An important goal after structural genomics is to build up the structures of higher-order protein-protein complexes from structures of the individual subunits. Often structures of higher order complexes are difficult to obtain by crystallography. We have used an alternative approach in which the structures of the individual catalytic (C) subunit and RIalpha regulatory (R) subunit of PKA were first subjected to computational docking, and the top 100,000 solutions were subsequently filtered based on amide hydrogen/deuterium (H/2H) exchange interface protection data. The resulting set of filtered solutions forms an ensemble of structures in which, besides the inhibitor peptide binding site, a flat interface between the C-terminal lobe of the C-subunit and the A- and B-helices of RIalpha is uniquely identified. This holoenzyme structure satisfies all previous experimental data on the complex and allows prediction of new contacts between the two subunits.

Fig. 1.

(A) MALDI-TOF mass spectrum of the peptic digest from R^Iα (Top), from the C-subunit (Middle), and from the R^Iα₂–C₂ holoenzyme (Bottom). (B) Sequence of the R^Iα(94–244) and C-subunit showing the fragments that were observed in the mass spectrum of the peptic digest. Lines underneath the sequence are fragments for which quantifiable data were obtained. A schematic is provided showing the domains of each protein, and the dashed box encloses those domains known to participate in the R–C interaction.

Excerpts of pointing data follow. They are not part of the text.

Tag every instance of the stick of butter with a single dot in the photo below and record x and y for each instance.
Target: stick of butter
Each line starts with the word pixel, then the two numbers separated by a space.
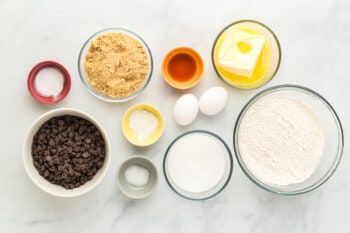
pixel 240 51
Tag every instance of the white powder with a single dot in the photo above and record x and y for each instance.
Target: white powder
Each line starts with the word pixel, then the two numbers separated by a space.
pixel 281 140
pixel 143 123
pixel 196 162
pixel 49 82
pixel 136 176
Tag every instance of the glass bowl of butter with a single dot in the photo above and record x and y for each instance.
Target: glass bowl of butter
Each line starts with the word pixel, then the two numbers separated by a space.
pixel 246 54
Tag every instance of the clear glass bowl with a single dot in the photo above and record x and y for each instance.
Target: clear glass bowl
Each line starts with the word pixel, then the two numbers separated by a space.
pixel 264 71
pixel 333 147
pixel 214 190
pixel 83 76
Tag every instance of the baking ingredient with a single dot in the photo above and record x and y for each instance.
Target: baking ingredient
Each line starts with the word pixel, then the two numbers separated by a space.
pixel 240 51
pixel 49 82
pixel 264 65
pixel 68 151
pixel 182 67
pixel 281 140
pixel 143 123
pixel 196 162
pixel 185 109
pixel 117 64
pixel 137 176
pixel 213 101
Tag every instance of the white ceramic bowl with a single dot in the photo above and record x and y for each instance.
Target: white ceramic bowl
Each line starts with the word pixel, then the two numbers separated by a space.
pixel 128 189
pixel 40 181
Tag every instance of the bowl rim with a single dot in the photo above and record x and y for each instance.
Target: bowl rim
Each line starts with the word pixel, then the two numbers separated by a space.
pixel 197 75
pixel 254 22
pixel 305 90
pixel 230 164
pixel 48 64
pixel 30 169
pixel 96 93
pixel 148 107
pixel 154 170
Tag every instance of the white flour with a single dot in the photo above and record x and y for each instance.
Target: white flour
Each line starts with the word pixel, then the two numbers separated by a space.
pixel 143 123
pixel 281 140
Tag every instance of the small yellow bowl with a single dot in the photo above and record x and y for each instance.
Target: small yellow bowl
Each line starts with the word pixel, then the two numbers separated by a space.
pixel 130 134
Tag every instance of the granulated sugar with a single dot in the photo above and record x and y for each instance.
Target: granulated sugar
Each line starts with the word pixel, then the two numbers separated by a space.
pixel 281 140
pixel 143 123
pixel 196 162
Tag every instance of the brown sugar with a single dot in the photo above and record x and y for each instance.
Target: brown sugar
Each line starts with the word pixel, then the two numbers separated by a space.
pixel 117 64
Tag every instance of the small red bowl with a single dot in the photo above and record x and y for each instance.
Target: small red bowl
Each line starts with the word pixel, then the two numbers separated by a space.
pixel 48 99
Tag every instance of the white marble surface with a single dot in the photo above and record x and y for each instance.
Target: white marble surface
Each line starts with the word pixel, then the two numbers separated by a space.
pixel 315 40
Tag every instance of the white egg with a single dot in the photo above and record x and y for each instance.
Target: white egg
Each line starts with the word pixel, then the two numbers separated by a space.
pixel 213 101
pixel 185 109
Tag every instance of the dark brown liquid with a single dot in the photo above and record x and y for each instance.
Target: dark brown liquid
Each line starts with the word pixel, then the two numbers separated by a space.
pixel 182 67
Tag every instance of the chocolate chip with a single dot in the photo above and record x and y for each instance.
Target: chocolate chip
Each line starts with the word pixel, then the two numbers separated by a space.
pixel 68 151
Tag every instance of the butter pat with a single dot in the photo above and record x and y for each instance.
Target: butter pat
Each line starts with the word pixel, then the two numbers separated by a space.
pixel 240 52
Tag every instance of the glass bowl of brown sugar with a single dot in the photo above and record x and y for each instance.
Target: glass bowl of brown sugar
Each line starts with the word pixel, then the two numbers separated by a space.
pixel 115 64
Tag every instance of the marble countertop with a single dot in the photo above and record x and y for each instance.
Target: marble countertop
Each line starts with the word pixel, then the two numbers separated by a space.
pixel 315 41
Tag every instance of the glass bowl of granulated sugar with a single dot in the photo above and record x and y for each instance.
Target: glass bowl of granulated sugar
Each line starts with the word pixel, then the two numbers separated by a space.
pixel 288 140
pixel 115 64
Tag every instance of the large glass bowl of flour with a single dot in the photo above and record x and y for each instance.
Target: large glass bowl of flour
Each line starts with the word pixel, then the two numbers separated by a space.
pixel 288 139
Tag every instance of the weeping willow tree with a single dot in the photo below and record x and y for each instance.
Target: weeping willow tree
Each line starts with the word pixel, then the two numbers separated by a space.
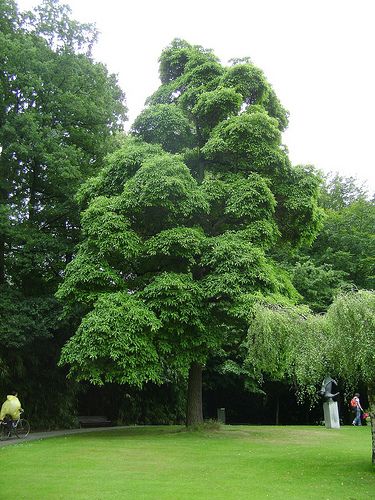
pixel 351 327
pixel 291 343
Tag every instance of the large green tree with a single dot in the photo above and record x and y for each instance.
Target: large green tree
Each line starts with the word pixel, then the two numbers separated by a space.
pixel 59 112
pixel 177 244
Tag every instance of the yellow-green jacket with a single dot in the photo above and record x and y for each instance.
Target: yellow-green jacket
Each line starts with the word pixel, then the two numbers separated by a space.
pixel 12 407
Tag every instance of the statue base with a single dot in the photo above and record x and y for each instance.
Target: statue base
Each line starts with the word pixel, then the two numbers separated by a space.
pixel 331 415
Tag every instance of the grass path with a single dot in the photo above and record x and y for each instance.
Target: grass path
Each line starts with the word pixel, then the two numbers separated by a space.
pixel 243 462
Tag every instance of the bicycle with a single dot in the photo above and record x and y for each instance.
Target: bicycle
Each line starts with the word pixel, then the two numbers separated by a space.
pixel 19 428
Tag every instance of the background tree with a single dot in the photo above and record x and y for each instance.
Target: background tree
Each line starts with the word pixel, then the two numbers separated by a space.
pixel 178 246
pixel 59 112
pixel 292 343
pixel 342 255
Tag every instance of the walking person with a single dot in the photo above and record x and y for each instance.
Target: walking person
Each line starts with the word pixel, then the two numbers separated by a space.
pixel 357 408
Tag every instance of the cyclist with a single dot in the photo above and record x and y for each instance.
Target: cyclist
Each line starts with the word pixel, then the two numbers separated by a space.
pixel 11 409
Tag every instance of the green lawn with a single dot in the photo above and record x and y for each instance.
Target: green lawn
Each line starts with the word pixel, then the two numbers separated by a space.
pixel 243 462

In the regulatory subunit, D/D refers to the dimerization/docking domain, and the black bar shows the pseudosubstrate/inhibitor sequence.

Fig. 2.

(A) Expansion of the MALDI-TOF mass spectra to show one of the 17 fragments (m/z = 1,793.97, residues 247–261) from the analysis of the C-subunit that experienced slowed exchange in the R^Iα₂–C₂ holoenzyme complex. (Ai) The isotopic envelope for the fragment from the free C-subunit bound to MgATP after 10 min of deuteration. (Aii) The isotopic envelope for the same fragment from the R^Iα₂–C₂ holoenzyme after 10 min of deuteration. (B) Plot of deuterium incorporation into the amide positions of the region of C-subunit for the peptide fragment; m/z = 1,793.97 from C-subunit +MgATP (○), R^Iα₂–C₂ holoenzyme (▪), and R^Iα(94–244)-C holoenzyme (▴). (C) The structure of the C-subunit is shown in gray; the residues protected by the R-subunit are shown in red; the inhibitor peptide PKI(5–24), which mimics the pseudosubstrate, is shown in black; and the residues protected by it are shown in yellow (8). The structure of R^Iα(113–244) is shown in blue with the residues protected by the C-subunit in red. The pseudosubstrate/inhibitor sequence is shown connected by dots to the N terminus of the structured part of R^Iα.

Fig. 3.

Stereo image of the top cluster of eight solutions that represent the final docked structure. The structure of the C-subunit is colored as in Fig. 2. The regions of R^Iα(113–244) that showed decreased solvent accessibility exclusively on binding the C-subunit are colored red.

Fig. 4.

Stereo image of a close-up of the R–C subunit interface from the lowest energy filtered dot solution. The C-subunit is shown in gray, and R^Iα is in gold. Glu-143 (R) is in contact with Lys-213 (C). The side chain of Trp-196 (C) is in green and is predicted to contact Arg-230/Arg-231 (R). Arg-194 (C) is predicted to contact Asp-227 (R). Lys-254 (C) and Glu-248 (C) are also in the interface.